Hiatus hernias are common, although small ones do not usually cause symptoms. Unlike other types of hernias, you won’t notice a bulge in your body, but you may have heartburn, gastritis, and chest pain. Hiatal herniations can treat with medicine and dietary changes, but some require surgery.

Causes of Hernia

Other than an incisional hernia (a complication of abdominal surgery), most cases have no obvious reason for an apparent hernia. The risk increases by age and is higher in men than in women.

Hernias can be congenital (present at birth) or develop in children with a weakened abdominal wall.

Activities and medical problems that increase pressure on the abdominal wall can cause a hernia. These include:

  • Straining on the toilet (e.g., due to prolonged constipation)
  • Persistent cough
  • Initial condition
  • Enlargement of the bladder
  • Pressure to urinate
  • Overweight or obesity
  • Stomach fluid
  • Lifting heavy weights
  • Peritoneal dialysis
  • Poor nutrition
  • Tobacco use
  • Physical effort
  • Descended testicles
  • Risk factors for hernia
  • Risk factors can divide into different types of hernias:
  • Risk factors for ruptured hernia

Since an incisional hernia results from surgery, the most prominent risk factor is recent abdominal surgery.

People are most sensitive 3 to 6 months after the procedure, especially if:

  • Involved in strenuous activities.
  • Gained extra weight
  • you are pregnant

All of these issues put additional stress on the tissue as it heals.

Symptoms of Hernia

In many cases, a hernia is nothing more than a painful swelling that does not cause problems and does not require immediate medical attention.

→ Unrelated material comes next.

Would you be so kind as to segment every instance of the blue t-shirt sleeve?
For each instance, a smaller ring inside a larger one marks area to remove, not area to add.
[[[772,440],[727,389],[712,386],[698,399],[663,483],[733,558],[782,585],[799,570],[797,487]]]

However, a hernia can cause discomfort and pain, and symptoms often worsen with standing, straining, or lifting heavy objects. Most people who notice increased swelling or pain eventually see a doctor.

In some cases, a hernia requires immediate surgery, for example, when part of the intestine is blocked or strangulated by an inguinal hernia.

Immediate medical attention should require if an inguinal hernia results in a severe abdominal condition such as:

  • Pain
  • Nausea
  • vomit

The lump may not return to its normal position inside the abdomen.

In these cases, the swelling is usually persistent and sensitive and cannot return to its original position under the skin of the abdomen.

A Hiatal or hiatal hernia can cause acid reflux symptoms, such as heartburn, due to stomach acid backing up into the oesophagus.


It’s normal to wait and see the patient as asymptomatic, but it can put you at risk for certain types of hernias, such as femoral hernias.

Within two years of a femoral hernia diagnosis, 40 per cent develop intestinal strangulation.

It is unclear whether non-emergent surgery is helpful for hernia repair without symptoms and where the hernia may pass through the abdomen.

The American College of Physicians and different medical organisations consider elective surgery unnecessary in such cases, recommending careful observation instead.

Others recommend surgical repair to eliminate the risk of posterior intestinal strangulation, a complication in which the blood supply to a tissue section is censored, requiring an emergency procedure. These health authorities prefer early and routine operations to high-risk emergency procedures.


Hernias usually don’t cause problematic symptoms, but abdominal pain can indicate a more severe problem. With an exam to find and feel the lump, it is generally easy to diagnose it. Treatment is a choice between careful observation and corrective surgery, either through an open operation or a minimal incision.